Surgeons Perform World’s First Small-Incision heart transplant Through 8 CM Chest Opening
WORLD NEWS – CHINA: Surgeons at Union Hospital in Wuhan have completed what they describe as the world’s first small-incision heart transplant, a landmark operation that used a minimally invasive route to replace a failing heart. The procedure was led by Dr. Dong Nianguo and his surgical team, who implanted a donor heart into a patient with end-stage heart failure using a novel, thoracoscopy-assisted approach designed to limit surgical trauma.
The team employed a right interior lateral small-incision approach, opening an 8 cm cut through the third intercostal space and avoiding cutting the sternum or ribs. With thoracoscopic assistance, surgeons introduced and positioned the donor heart through that narrow access point, completing the complex vascular and cardiac connections without a full sternotomy. The technique was intended to reduce operative trauma, lower pain, and speed recovery compared with standard open-chest transplantation.
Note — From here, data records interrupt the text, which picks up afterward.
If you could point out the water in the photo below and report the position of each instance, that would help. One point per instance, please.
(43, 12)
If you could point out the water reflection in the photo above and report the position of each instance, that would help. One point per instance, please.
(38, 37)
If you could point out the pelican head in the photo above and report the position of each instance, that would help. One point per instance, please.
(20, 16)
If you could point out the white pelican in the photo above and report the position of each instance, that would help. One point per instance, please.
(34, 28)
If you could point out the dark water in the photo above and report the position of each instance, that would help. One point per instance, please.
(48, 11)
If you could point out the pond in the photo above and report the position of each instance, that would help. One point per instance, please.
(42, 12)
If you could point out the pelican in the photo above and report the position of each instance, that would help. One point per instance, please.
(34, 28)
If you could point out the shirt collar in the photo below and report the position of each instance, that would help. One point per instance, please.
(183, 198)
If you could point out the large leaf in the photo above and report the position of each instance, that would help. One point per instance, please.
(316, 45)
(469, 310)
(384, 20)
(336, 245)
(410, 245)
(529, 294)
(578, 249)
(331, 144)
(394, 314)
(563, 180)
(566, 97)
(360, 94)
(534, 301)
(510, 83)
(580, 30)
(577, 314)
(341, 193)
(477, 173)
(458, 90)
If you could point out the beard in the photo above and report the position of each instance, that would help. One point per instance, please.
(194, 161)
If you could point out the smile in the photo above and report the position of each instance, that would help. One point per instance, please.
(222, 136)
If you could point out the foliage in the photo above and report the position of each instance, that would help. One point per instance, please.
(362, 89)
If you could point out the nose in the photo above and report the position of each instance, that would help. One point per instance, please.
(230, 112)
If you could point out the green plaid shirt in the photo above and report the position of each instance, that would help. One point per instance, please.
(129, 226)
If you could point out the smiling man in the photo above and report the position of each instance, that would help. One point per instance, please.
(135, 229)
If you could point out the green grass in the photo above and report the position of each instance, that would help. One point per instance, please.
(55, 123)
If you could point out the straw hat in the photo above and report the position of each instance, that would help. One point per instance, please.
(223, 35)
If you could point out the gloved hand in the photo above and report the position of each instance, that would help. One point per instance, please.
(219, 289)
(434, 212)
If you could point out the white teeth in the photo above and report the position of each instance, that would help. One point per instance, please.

The recipient, a 53-year-old patient with advanced heart failure who weighed just over 40 kilograms, was reported to be recovering well enough to be transferred to a general ward. Clinical milestones cited after the operation included independent eating and the ability to take steps, steps the team framed as early signs of the faster rehabilitation the minimally invasive route aims to achieve. Hospital clinicians emphasized careful monitoring and staged recovery while assessing the longer-term outcomes of the technique.
Surgeons and hospital officials framed the operation as a potentially important advance in cardiac transplantation, one that could expand options for selected patients by minimizing the physical toll of transplant surgery. Further clinical follow-up and broader experience will determine whether the small-incision method can be safely replicated and adopted more widely in cardiac centers focused on reducing postoperative recovery times.